The final component of the exploit is the design decision of the GLIBC authors to attempt to sanitize the environment of SUID programs rather than simply ignore known-harmful environmental variables when running as an SUID program. In essence, Qualys figured out a way to bypass the sanitization entirely. When these things combine, we are able to use pkexec to pop a root shell, as I will demonstrate.

how things went wrong

Now that we have an understanding of what components are involved in the exploit, we can take a look at what happens from beginning to end. We have our helper plugin, which launches the root shell, and we have an understanding of the underlying configuration and its design flaws. How does all of this come together?

The exploit itself does not happen in blasty-vs-pkexec.c, that just sets up the necessary preconditions for everything else to fall into place, and then runs pkexec. But it runs pkexec in a way that basically results in an execution state that could be described as a weird machine: it uses execve(2) to launch it in an execution state where there are no arguments provided, not even an argv[0].

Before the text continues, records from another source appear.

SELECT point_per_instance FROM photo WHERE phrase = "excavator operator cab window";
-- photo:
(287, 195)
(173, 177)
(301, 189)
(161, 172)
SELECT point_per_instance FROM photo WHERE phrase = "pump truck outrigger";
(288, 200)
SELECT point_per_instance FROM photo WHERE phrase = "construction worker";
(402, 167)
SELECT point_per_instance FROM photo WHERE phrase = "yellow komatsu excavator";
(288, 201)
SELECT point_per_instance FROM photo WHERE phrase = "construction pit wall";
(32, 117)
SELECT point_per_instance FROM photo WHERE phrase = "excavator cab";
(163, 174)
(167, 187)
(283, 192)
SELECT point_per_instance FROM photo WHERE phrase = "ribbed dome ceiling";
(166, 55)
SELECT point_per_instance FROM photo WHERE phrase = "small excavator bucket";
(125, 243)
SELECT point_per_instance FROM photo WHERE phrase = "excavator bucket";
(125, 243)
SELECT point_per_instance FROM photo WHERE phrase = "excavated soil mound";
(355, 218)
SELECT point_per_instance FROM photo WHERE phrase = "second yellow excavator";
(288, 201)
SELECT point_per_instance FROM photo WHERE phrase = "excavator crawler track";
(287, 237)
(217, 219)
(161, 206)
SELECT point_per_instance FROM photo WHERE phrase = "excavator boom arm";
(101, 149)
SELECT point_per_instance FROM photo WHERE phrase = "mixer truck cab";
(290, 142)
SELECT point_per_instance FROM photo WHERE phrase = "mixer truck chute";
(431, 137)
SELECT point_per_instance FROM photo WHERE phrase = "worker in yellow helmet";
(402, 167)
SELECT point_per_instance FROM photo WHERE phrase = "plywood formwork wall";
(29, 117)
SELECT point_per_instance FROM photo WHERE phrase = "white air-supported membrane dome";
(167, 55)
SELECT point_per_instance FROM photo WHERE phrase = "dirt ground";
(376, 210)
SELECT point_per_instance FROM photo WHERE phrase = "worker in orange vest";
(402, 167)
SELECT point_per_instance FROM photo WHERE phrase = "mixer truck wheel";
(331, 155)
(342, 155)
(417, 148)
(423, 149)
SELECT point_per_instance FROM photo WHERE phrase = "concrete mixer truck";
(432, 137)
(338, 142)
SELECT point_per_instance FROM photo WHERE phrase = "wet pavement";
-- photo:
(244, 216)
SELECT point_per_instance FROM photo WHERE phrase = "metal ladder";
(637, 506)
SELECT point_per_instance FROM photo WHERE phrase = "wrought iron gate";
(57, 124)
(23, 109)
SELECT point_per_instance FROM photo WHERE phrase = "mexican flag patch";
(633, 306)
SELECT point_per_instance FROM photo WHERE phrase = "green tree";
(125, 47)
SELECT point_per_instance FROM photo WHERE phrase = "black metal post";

Because pkexec is running in this weird state that it was never designed to run in, it executes as normal, except that we wind up in a situation where argv[1] is actually the beginning of the program’s environment. The first value in the environment is lol, which is a valid argument, but not a valid environment variable, since it is missing a value. If we run pkexec lol in a terminal, we get:

[kaniini@localhost ~]$ pkexec lol
Cannot run program lol: No such file or directory

The reason why this is interesting is because that message is actually generated by g_log(), and that’s where the fun begins. In initializing the GLog subsystem, there is a code path where g_utf8_validate() gets called on argv[0]. When running as a weird machine, this validation fails, because argv[0] is NULL. This results in GLib trying to convert argv[0] to UTF-8, which uses iconv, a libc function.

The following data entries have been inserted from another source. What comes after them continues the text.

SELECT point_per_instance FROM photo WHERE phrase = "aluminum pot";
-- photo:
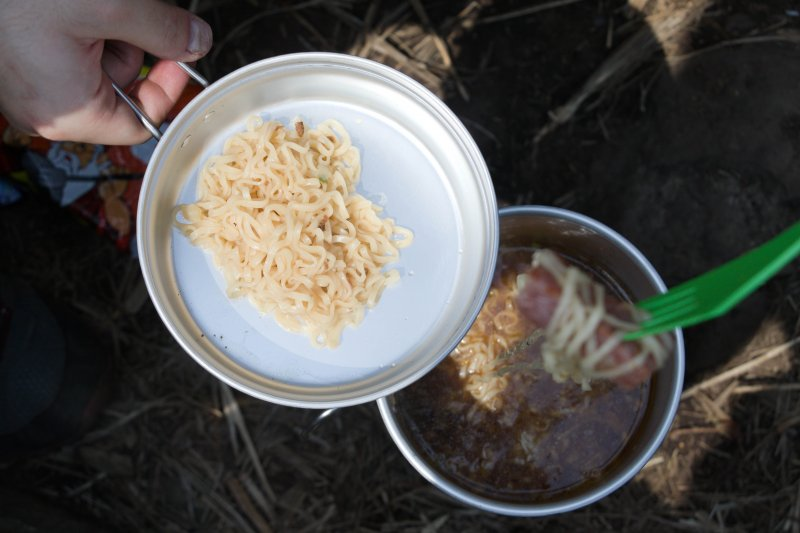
(595, 244)
(418, 163)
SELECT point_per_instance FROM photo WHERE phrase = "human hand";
(58, 57)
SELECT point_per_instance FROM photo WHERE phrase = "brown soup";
(491, 420)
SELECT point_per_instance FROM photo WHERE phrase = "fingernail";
(199, 37)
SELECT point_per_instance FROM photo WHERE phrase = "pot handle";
(151, 126)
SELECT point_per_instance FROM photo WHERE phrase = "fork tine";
(668, 299)
(670, 315)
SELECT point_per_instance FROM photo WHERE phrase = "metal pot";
(595, 244)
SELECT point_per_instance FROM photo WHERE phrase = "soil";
(694, 160)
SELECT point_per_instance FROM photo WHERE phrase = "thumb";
(163, 30)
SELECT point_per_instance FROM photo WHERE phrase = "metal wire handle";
(146, 121)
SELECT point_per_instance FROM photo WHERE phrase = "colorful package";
(100, 183)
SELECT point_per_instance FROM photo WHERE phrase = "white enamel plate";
(418, 162)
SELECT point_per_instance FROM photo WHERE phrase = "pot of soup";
(506, 423)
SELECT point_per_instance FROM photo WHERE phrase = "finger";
(122, 62)
(163, 30)
(162, 88)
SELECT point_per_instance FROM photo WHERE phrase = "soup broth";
(490, 419)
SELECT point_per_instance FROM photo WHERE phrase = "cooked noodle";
(571, 349)
(483, 354)
(278, 213)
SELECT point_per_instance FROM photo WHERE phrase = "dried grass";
(175, 450)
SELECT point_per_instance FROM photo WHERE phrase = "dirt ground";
(686, 141)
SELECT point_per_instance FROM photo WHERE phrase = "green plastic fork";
(717, 291)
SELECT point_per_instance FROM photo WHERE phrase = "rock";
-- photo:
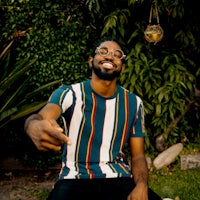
(167, 157)
(190, 161)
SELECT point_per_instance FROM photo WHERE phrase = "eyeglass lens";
(117, 53)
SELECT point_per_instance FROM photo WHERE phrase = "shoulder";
(129, 93)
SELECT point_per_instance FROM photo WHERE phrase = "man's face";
(107, 62)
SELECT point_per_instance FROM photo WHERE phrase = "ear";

On GLIBC, the iconv function is provided by the GNU libiconv framework, which supports loading plugins to add additional character sets, from a directory specified as GCONV_PATH. Normally, GCONV_PATH is removed from an SUID program’s environment because GLIBC sanitizes the environment of SUID programs, but Qualys figured out a way to glitch the sanitization, and so GCONV_PATH remains in the environment. As a result, we get a root shell as soon as it tries to convert argv[0] to UTF-8.

where do we go from here?

On Alpine and other musl-based systems, we do not use GNU libiconv, so we are not vulnerable to blasty’s PoC, and musl also makes a more robust decision: instead of trying to sanitize the environment of SUID programs, it just ignores variables which would lead to musl loading additional code, such as LD_PRELOAD entirely when running in SUID mode.

This means that ultimately three things need to be fixed: pkexec itself should be fixed (which has already been done), to close the vulnerability on older kernels, the kernel itself should be fixed to disallow this weird execution state (which my patch does), and GLIBC should be fixed to ignore dangerous environmental variables instead of trying to sanitize them.